At the time Smith wrote this wistful (but, somewhat humorous) essay, an enormous Corona ad taunted her from her Manhattan apartment window. She never mentioned the brand but I knew the slogan well. I had seen it on television and in magazines over the summer. And like Smith, I may have paused too long to consider what it all meant. Philosophy from a beer ad? Yes:
Find your beach. The construction is odd. A faintly threatening mixture of imperative and possessive forms, the transformation of a noun into a state of mind. Perhaps I’m reading too much into it. On the one hand it means, simply, “Go out and discover what makes you happy.” Pursue happiness actively, as Americans believe it their right to do. And it’s an ad for beer, which makes you happy in the special way of all intoxicants, by reshaping reality around a sensation you alone are having. So, even more precisely, the ad means: “Go have a beer and let it make you happy.” Nothing strange there. Except beer used to be sold on the dream of communal fun: have a beer with a buddy, or lots of buddies. People crowded the frame, laughing and smiling. It was a lie about alcohol—as this ad is a lie about alcohol—but it was a different kind of lie, a wide-framed lie, including other people.

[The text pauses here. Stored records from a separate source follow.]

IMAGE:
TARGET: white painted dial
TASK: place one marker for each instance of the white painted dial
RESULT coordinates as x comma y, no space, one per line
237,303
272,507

Here the focus is narrow, almost obsessive. Everything that is not absolutely necessary to your happiness has been removed from the visual horizon. The dream is not only of happiness, but of happiness conceived in perfect isolation. Find your beach in the middle of the city. Find your beach no matter what else is happening. Do not be distracted from finding your beach. Find your beach even if—as in the case of this wall painting—it is not actually there. Create this beach inside yourself. Carry it with you wherever you go. The pursuit of happiness has always seemed to me a somewhat heavy American burden, but in Manhattan it is conceived as a peculiar form of duty.

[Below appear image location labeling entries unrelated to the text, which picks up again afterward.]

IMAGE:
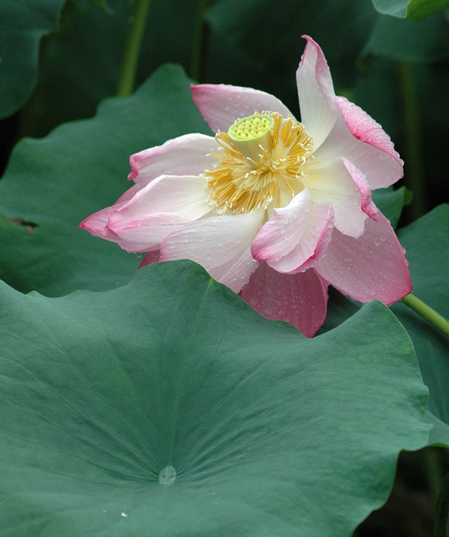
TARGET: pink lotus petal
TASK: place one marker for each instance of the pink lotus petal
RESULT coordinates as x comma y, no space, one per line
150,258
317,101
185,155
180,194
370,267
147,232
365,129
221,105
283,231
240,272
96,224
345,187
299,299
212,242
296,236
380,169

Smith explores the phrase in context of her beach, her island—Manhattan. It is a place I have never lived, but I know the hustle. I’m aware of the internal pressure the environment can put on those who live there. I am, like most every American I know, compelled by the pursuit of happiness. But Smith’s insight, that finding one’s beach American style is “conceived in perfect isolation,” reminded me of a conversation I had this past week about the eating and drinking rituals of Romans.

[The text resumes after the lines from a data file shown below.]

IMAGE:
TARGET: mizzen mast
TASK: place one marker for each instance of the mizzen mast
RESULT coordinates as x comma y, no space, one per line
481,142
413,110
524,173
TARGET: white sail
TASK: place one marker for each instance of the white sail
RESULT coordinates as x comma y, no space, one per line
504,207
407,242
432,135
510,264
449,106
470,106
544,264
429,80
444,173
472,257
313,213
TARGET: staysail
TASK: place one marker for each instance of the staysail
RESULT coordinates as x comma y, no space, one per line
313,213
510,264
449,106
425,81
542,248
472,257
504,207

“It’s amazing that Italians can linger for 15 minutes over something that takes four seconds to drink,” my husband said, referring to the espressos that his co-workers stop to have mid-morning and mid-afternoon. “It’s because they’re always there talking to someone else. They stretch their lunches out to the full hour, too.”
“So no sad desk lunches, huh?” I asked. But I knew the answer.
“Only Americans stay at their desks and eat here. But not as much as they did back in DC.”